2.8. Statistical hypotheses and analysis
The Exoma trial aimed to show that exome analysis was feasible in patient routine care and improved access to target therapies and detection of genetic cancer predisposition. The primary objective was that more than 30% of included patient could receive a therapeutic proposal. In order to estimate this proportion with a precision of the 95% confidence interval of 4%, 506 patients will have to be included in the study.

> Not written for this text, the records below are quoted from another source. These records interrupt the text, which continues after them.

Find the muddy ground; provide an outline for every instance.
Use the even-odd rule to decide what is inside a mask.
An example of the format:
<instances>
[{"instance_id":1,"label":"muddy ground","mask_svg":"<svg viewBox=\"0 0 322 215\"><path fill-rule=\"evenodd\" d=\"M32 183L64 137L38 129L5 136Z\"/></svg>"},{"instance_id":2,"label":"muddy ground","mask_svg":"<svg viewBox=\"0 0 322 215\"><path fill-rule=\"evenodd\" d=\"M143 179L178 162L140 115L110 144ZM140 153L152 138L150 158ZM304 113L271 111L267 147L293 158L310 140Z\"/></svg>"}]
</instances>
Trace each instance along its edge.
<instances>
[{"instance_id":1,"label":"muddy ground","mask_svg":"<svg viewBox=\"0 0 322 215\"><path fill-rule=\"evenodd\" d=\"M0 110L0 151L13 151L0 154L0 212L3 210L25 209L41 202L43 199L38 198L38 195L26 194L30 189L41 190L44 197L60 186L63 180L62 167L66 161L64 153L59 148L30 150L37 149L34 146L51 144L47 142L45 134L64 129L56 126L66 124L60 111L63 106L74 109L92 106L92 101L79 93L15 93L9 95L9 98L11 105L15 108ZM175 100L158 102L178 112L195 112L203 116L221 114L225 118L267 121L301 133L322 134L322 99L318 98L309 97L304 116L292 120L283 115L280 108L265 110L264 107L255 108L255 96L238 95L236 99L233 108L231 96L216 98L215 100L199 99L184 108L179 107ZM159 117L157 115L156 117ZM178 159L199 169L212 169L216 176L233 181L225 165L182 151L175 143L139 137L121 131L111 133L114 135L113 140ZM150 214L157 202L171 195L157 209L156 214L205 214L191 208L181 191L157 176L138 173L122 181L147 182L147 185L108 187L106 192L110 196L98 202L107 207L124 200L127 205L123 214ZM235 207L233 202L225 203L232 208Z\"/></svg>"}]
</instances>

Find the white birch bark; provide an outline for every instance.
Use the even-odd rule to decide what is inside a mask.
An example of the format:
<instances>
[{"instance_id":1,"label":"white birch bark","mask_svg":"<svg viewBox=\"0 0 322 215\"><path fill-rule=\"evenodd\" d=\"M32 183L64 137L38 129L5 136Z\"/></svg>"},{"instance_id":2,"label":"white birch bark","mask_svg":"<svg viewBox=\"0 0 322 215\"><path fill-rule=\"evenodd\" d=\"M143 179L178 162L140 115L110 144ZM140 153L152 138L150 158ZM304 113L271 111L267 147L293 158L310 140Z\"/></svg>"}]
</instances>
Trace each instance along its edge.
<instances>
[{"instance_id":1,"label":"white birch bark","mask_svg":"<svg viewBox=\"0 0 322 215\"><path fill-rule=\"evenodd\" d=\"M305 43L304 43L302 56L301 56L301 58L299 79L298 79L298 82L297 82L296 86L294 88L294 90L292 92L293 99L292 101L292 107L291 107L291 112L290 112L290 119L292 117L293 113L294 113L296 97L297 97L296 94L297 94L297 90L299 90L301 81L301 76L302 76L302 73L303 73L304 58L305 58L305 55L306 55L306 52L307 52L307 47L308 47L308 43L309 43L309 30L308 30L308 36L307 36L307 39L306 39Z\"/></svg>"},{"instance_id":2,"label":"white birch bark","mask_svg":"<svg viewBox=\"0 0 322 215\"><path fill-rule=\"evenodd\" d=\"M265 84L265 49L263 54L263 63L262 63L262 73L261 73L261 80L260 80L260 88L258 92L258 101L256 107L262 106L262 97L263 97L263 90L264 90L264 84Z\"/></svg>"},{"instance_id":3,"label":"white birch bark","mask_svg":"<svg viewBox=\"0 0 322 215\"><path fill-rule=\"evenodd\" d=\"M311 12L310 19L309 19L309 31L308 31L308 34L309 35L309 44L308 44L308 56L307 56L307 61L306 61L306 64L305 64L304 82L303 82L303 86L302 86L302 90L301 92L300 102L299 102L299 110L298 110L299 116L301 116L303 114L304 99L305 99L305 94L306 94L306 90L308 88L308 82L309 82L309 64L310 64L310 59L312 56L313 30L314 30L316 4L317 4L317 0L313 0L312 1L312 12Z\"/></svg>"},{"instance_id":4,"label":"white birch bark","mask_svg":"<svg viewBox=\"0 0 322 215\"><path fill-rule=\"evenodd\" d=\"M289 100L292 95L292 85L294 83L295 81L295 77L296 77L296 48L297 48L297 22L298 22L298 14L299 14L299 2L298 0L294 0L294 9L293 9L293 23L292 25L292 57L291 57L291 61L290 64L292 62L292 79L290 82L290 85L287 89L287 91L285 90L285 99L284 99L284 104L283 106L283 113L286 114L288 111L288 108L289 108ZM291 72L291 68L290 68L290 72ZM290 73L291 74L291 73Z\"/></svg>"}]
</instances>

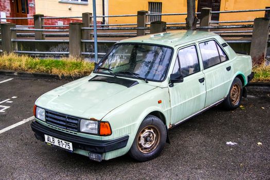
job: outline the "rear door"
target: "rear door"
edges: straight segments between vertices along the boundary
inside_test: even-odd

In addition, to assess the clinical impact of NGS adjusted therapies, we examined clinical results, as in the Von Hoff model [9], the PFS2/PFS1 ratio for the patients treated after NGS analysis results. This ratio corresponds to the comparison of the progression-free survival on matched therapy (PFS2) with the progression-free survival for the most recent therapy, on which the patient had just experienced progression (PFS1). Progression-free survival on matched treatment (PFS2) was defined as the time from start of treatment to progression, as defined by RECIST 1.1, clinical progression, or death from any cause. Progression-free survival on prior therapy (PFS1) was defined as the time from start of the last prior treatment to progression as defined by RECIST 1.1 or clinical progression [10]. Each patient is his own control.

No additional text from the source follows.